Computes optimal changepoint models using the
Poisson likelihood for non-negative count data,
subject to the PeakSeg constraint:
the first change must be up, second change down, third change up, etc.
For more info about the models and algorithms,
read "A log-linear time algorithm for constrained changepoint detection"
Regularized isotonic regression solver, square loss and penalized (FPOP) parameterization.
cast to double in PDPA as well.
cast to double before taking log, to avoid compile error on solaris (in PeakSegFPOP).
instead of printf, use Rprintf from R.h, to avoid CRAN check NOTE.
Register native routines.
removed interval regression code, added dependency on penaltyLearning.
removed problems.R, which is now in the PeakSegPipeline pkg.
PeakSegPDPAInf which always uses Inf as upper limit of intervals, instead of max(data). This results in more intervals and is thus slower than PeakSegPDPA by a constant factor.
Import data.table >= 1.9.8 (from CRAN not GitHub).
PREV_NOT_SET in min-less since set_prev_seg_end is always called after.
clarify docs, example shows how to recover solution in terms of (M,C) variables.
mass.spec test case and bugfix.
problem.target now considers infeasible models (before, we assigned infeasible models infinite cost).
problem.predict now allows predicting infeasible models (before, we took the closest model inside the target interval). Now the target interval is not used at all during prediction.
since model training now includes fitting a Gaussian model to the log(bases) values of all peaks which are perfectly predicted in the training data, we use that model during prediction to filter all peaks outside of the 95% confidence interval.
no longer printf when more than NEWTON_STEPS in root finding C++ code.
New functions oracleModelComplexity, PPN.cores, mclapply.or.stop, problem.predict.allSamples
simplify arguments of problem.* functions.
more robust checking of penalty_segments.bed in problem.PeakSegFPOP
problem.coverage uses coverage.bigwig if it is present
Many fixes for min-less/more/env bugs which were encountered while running the PeakSegFPOP command line program on large data sets (test cases in test-cosegData.R).
problems.R contains problem.* functions which run the PeakSegFPOP command line program and parse its output (compute the target interval, features, predicted peaks).
Bugfix for min-less: only add a constant piece at the end if we need to.
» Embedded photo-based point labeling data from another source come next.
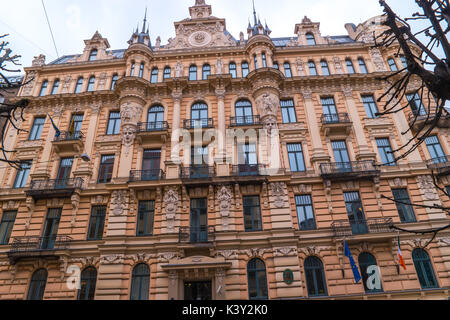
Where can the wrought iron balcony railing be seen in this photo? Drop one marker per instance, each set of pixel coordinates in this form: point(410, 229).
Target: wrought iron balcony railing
point(146, 175)
point(203, 234)
point(346, 228)
point(198, 123)
point(349, 170)
point(152, 126)
point(69, 136)
point(245, 121)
New simulated data set in test-simulation.R which was crashing before the bugfix.
Bugfix in C++ Minimize function which sometimes returned infinite cost when the minimum is exactly on the interval border.
New test-simulation.R which previously was failing the run-time min-more check. Fixed by not adding an interval at the end of min-more, if we end on a degenerate linear function.
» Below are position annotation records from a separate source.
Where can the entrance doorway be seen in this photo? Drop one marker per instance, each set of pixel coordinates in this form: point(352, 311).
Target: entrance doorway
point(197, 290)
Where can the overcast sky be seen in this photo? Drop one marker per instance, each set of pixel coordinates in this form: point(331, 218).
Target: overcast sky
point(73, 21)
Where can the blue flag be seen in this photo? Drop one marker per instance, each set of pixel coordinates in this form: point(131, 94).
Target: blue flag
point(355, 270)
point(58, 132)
New H3K4me3_PGP_immune_chunk24 data set, one of the samples for which the PeakSegPDPA solution with 13 segments was not as likely as the PeakSegDP solution. I figured out that this was being caused by a bug in the "not equal on the sides, zero crossing points" code. When we compare the cost of the first interval (with min_log_mean at -Inf), we still use the cost at the middle, but now we compute the middle in the original space (so the smaller interval limit is at least 0, never -Inf).
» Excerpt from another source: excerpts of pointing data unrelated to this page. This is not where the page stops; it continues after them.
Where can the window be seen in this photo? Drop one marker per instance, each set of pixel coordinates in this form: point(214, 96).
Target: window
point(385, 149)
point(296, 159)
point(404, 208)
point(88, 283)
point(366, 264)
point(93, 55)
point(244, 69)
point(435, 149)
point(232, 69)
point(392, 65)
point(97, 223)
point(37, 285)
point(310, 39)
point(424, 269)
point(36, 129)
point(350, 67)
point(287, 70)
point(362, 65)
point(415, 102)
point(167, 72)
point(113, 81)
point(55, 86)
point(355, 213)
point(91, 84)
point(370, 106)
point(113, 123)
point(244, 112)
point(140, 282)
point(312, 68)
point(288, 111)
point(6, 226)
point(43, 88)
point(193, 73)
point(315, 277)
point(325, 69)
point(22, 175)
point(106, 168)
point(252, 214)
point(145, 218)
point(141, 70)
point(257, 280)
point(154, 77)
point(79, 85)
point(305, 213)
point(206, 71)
Limited memory FPOP version at https://github.com/tdhock/PeakSegFPOP
To avoid root finding problems in large data sets, we now store the mean cost rather than total cost in the C++ code. The R functions still report the total cost.
PeakSegFPOPall C++ function which can start or end either up or down.
PeakSegFPOPLog C++ function forces starts and ends down. This is used by the R function PeakSegFPOP.
Bugfix in min_more computation for intersections between constant cost and degenerate linear cost.
Bugfix in decoding: we no longer call Minimize for segments other than the last one. Now we store the previous segment mean (which was already computed by the min-less/more operator). No more bool equality_constraint_active, instead test prev_seg_mean == INFINITY.
FPOP version of PeakSeg constrained, Poisson loss problem.
For numerical stability, the PeakSegPDPA intervals are in now the log space. That means if the data min is 0, then there will be an interval with -Inf for its lower limit. Smaller root finding is in the f(m)=Lineare^m+Logm+Constant space, and larger root finding is in the g(x)=Linearx+Loglog(x)+Constant space.
The Lambert W root finding method was numerically unstable, for example the roots of the cost function -628*x+log(x)-776.140660 could not be computed correctly since exp(-776) is exactly zero using doubles. Instead I implemented a bound-constrained Newton root finding method which seems to be more stable.
Some bugs fixed in the min env and min less computations.
First working C++ solver for Segment Neighborhood problem with Poisson Loss and PeakSeg constraint (PeakSegPDPA function).